STRAJNIC (Patrick Strajnic), né en Suède, d’une mère française et d’un père Serbe.
Si j’affinais, je dirais, né sur les rives du Cattégat, nourri au bord du Rhin, et affranchi face au Danube.
Je veux croire que c’est à la confluence de ces limons riches en mythes que je me suis fait artiste et boucanier.
Artiste pour qu’on remarque la moelle de mes os, et boucanier pour en orner mon drapeau d’encre noir. Et c’est Élisée Reclus qui le dit le mieux : la géographie n’est autre chose que l’histoire dans l’espace, de même que l’histoire est la géographie dans le temps.
À la ligne, retournons le sablier : au début de ma vie d’artiste j’étais photographe portraitiste.
C’est aux quatre coins de l’Europe que je suis parti photographier des nymphes, des duchesses, des notables et des aventuriers.
C’était enivrant, parce que le portrait, c’est de l’alchimie; un mélange de technique et de spéculation.
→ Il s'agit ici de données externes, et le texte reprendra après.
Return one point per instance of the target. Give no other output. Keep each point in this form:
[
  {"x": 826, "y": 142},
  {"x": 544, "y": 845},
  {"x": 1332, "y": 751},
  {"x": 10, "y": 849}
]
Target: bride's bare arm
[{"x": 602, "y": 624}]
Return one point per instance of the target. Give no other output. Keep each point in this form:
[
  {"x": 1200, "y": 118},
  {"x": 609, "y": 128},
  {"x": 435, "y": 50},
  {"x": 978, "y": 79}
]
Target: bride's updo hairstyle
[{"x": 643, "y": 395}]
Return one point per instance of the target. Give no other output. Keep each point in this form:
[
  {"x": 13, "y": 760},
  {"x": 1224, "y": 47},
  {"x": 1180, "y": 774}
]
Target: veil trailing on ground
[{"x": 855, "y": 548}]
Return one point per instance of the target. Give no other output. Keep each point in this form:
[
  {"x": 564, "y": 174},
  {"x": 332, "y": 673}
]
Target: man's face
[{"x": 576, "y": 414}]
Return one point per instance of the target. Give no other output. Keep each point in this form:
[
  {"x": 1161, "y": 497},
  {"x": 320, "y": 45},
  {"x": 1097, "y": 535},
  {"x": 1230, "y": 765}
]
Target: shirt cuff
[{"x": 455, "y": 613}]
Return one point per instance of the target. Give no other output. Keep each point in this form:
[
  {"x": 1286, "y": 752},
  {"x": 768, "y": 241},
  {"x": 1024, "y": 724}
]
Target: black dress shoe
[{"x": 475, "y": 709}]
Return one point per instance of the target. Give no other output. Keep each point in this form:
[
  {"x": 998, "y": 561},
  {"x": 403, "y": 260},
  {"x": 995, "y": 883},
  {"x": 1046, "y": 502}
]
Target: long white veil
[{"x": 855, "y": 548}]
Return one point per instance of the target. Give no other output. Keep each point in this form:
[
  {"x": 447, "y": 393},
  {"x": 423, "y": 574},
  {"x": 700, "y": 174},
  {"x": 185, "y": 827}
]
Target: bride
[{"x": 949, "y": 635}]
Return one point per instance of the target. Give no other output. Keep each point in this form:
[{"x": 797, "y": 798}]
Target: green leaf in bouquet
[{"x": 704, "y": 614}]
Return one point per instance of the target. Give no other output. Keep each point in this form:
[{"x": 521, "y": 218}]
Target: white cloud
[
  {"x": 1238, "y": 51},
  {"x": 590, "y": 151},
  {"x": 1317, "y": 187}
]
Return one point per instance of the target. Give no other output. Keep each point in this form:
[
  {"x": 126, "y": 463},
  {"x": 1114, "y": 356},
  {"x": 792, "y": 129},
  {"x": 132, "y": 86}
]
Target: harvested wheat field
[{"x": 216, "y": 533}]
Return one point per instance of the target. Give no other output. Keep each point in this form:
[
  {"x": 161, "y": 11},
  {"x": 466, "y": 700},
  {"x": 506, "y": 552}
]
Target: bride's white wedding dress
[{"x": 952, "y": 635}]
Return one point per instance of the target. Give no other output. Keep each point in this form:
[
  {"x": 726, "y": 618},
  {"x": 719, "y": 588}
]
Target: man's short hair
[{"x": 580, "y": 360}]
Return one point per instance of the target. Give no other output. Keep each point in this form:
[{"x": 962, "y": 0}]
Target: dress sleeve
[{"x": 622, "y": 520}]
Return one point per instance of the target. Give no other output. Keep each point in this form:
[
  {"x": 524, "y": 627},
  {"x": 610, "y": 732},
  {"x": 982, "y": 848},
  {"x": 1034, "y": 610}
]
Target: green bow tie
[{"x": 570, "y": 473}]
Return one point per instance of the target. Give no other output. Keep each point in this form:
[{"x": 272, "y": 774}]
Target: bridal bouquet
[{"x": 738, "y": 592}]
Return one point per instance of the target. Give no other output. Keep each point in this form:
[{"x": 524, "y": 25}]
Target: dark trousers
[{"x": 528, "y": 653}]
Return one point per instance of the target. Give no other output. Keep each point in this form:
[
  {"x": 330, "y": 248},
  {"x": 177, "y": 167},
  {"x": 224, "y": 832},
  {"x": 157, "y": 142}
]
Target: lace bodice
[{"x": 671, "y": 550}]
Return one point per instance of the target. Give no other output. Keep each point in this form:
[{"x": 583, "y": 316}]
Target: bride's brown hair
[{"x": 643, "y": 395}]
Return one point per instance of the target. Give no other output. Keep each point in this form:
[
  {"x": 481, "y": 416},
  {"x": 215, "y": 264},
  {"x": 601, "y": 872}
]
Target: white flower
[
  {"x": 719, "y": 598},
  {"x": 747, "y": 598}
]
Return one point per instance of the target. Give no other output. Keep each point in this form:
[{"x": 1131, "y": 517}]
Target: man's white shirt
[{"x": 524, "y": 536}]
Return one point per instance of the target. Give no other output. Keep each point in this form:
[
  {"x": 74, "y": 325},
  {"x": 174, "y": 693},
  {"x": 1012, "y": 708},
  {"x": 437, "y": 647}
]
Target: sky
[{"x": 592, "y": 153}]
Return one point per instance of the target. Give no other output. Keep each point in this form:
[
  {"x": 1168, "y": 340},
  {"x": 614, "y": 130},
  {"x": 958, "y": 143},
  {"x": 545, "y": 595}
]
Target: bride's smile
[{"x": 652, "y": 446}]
Ça a duré douze ans, toutes voiles dehors, et puis j’ai ressenti le besoin de raconter quelque chose d’autre, un truc universel.
C’est là que débutent mes récits limoneux.
Limoneux parce le limon raconte le temps sur toutes les berges du monde. Sans distinction.
Mon limon, c’est l’encre, le fusain, les pigments naturels; du substrat organique. Changement de technique.
C’est avec la série Sisyphe que je dépose cette première poignée de substrat sur mes visions photographiques.
Sisyphe est le héros mythologique de l’absurde, condamné à pousser son rocher jusqu’au sommet d’une montagne sans rédemption.
Sisyphe, je veux l’affranchir de sa malédiction: dans ma vision, il sédimente son rocher.
Le corps, la poussière, les traces d’encre et de pigment; ce n’est plus un homme seul avec la roche.
L’image devient un relief où l’homme, la matière et le temps se confondent.
C’est le limon sur lequel je boucane désormais, avec les mains pleines de matière.
Et c’est un retour, car jadis, j’ambitionnais de devenir peintre sur une des berges citées plus haut.
STRAJNIC (Patrick Strajnic), born in Sweden to a French mother and a Serbian father.
If I were to refine it, I’d say — born on the shores of the Kattegat, raised by the Rhine, and liberated before the Danube.
I like to believe it’s at the confluence of these silts, rich with myths, that I became both an artist and a buccaneer.
An artist, so the marrow of my bones could be seen; a buccaneer, so I could ink my own black flag.
Élisée Reclus said it best: geography is but history in space, just as history is geography in time.
New line — let’s turn the hourglass.
At the beginning of my artistic life, I was a portrait photographer.
Across Europe, I went to capture nymphs, duchesses, dignitaries, and adventurers.
It was intoxicating — because portraiture is alchemy, a blend of technique and speculation.
For twelve years I sailed full speed ahead, until I felt the need to tell something else, something universal.
That’s when my silty tales began.
Silty — because silt tells the story of time on every riverbank in the world. Without distinction.
My silt is ink, charcoal, natural pigments — an organic substratum. A change of technique.
With the Sisyphe series, I laid my first handful of this substratum upon photographic visions.
Sisyphe is the mythic hero of the absurd, condemned to push his stone to the mountaintop without redemption.
I want to free him from that curse. In my vision, he sediments his stone.
The body, the dust, the traces of ink and pigment — it’s no longer a man alone with the rock.
The image becomes a relief where man, matter, and time merge.
That’s the silt I now sail upon — hands full of matter — and it’s a return of sorts,
for once, on one of those riverbanks I mentioned, I dreamed of becoming a painter.